- Scheduled commercial banks’ credit growth remained subdued at 8.7 per cent year-on-year (YoY) in September 2019.
- Banks’ capital adequacy ratio improved significantly after the recapitalisation of public sector banks (PSBs) by the government.
- Continuing the trend witnessed in the previous half-year, the banking sector has shown signs of stabilisation.
- Performance of public sector banks needs to improve, they need efforts to build buffers against disproportionate operational risk losses.
- Private sector banking space also needs to focus on aspects of corporate governance.
- Non-banking financial intermediation space continues to show signs of restructuring of their underlying business models.
- While credit markets are becoming more competitive following recapitalisation of PSBs, market funding for NBFCs getting more discerning.
- Insolvency and Bankruptcy Board of India (IBBI) continues to make steady progress in the resolution of stressed assets.
- India’s financial system remains stable notwithstanding weakening domestic growth.
- The performance of scheduled urban cooperative banks (SUCBs) deteriorated significantly between March and September.
- With global growth and trade projected to slow down further, India’s exports could face challenging demand conditions going forward.

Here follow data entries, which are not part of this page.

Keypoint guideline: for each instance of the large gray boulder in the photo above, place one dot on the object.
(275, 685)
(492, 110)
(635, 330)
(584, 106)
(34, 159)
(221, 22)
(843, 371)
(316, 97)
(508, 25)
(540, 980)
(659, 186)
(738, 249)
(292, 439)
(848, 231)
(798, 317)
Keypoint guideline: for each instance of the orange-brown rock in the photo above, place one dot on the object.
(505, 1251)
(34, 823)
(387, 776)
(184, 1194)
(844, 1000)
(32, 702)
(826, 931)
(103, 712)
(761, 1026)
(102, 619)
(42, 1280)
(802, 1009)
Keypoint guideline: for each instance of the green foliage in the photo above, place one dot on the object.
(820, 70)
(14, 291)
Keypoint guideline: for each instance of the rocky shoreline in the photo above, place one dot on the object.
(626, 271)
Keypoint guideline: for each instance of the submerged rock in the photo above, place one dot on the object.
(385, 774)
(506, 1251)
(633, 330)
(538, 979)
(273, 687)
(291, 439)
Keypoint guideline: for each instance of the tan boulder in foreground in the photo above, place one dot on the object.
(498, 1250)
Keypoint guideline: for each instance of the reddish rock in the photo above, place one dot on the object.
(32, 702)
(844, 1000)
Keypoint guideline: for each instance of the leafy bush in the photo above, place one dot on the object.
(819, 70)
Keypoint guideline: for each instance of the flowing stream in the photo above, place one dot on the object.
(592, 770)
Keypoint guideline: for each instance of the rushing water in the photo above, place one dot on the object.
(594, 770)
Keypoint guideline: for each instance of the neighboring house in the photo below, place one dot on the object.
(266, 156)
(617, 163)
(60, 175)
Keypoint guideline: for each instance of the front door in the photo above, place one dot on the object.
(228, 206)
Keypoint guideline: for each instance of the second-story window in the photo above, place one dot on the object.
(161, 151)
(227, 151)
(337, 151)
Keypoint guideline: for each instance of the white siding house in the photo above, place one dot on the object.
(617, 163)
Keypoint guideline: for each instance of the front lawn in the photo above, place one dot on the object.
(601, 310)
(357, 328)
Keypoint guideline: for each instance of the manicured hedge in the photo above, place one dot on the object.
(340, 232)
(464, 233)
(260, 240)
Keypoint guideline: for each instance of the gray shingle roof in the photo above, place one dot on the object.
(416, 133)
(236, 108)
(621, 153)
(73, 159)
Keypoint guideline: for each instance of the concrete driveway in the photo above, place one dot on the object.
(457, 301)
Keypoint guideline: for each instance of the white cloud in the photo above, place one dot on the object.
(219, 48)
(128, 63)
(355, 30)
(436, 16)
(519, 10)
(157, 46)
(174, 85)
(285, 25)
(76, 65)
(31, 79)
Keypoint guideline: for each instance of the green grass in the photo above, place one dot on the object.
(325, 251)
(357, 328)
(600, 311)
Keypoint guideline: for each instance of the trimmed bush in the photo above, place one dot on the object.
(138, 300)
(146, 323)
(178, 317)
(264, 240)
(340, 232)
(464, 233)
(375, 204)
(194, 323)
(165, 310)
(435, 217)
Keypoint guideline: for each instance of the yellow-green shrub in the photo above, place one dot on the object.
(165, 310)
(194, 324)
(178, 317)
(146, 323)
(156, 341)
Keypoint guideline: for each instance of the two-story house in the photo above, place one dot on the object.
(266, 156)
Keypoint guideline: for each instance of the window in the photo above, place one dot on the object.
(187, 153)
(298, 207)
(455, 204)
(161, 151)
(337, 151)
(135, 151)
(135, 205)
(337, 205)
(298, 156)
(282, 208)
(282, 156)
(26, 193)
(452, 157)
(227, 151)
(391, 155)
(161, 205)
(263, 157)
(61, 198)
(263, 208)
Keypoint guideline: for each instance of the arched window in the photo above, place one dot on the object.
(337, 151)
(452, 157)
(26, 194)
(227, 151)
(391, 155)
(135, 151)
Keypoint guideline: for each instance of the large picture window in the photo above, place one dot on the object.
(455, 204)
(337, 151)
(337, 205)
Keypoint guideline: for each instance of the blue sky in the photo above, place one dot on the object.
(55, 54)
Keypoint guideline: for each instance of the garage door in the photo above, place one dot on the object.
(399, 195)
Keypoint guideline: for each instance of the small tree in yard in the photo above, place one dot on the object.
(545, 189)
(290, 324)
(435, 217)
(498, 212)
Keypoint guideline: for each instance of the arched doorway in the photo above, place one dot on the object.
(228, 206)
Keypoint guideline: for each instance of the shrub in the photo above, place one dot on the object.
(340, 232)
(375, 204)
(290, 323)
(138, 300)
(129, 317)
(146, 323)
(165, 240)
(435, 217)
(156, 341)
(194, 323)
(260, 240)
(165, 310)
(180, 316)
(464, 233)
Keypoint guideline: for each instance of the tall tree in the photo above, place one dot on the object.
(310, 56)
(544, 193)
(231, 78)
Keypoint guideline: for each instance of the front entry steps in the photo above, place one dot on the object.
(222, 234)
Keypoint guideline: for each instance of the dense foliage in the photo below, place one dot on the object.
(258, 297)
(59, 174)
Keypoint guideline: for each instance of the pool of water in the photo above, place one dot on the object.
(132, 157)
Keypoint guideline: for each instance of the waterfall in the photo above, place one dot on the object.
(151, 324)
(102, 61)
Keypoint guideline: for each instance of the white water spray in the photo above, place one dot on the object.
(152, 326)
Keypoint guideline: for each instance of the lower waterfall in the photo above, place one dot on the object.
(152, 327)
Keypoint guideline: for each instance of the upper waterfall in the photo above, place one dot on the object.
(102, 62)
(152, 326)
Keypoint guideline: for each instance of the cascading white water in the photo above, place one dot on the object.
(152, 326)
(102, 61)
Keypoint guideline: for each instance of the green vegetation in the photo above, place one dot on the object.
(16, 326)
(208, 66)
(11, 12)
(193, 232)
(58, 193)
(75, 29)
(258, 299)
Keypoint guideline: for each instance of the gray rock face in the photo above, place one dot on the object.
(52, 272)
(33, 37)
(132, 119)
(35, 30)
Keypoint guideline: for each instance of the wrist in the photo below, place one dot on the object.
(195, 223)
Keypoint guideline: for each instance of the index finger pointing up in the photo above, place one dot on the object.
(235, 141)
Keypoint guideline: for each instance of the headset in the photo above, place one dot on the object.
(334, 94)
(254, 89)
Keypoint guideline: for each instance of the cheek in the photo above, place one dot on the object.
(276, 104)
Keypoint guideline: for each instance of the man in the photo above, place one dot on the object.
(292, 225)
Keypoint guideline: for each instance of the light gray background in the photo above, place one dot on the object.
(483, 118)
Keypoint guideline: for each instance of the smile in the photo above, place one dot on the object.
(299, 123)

- While the government’s fiscal deficit numbers improved, revenue shortfall amidst weaker private consumption, the investment could challenge fiscal parameter.
- Foreign portfolio investors (FPIs) invested to the tune of $7.8 billion in the Indian securities market during April-October 2019.
- Emerging trends in consumer credit continue to show a challenging environment for NBFCs.
- Failure of any NBFC or HFC will act as a solvency shock to its lenders.
- Loan-related frauds continued to dominate in aggregate constituting 90% per of all frauds reported in FY2018-19 by value.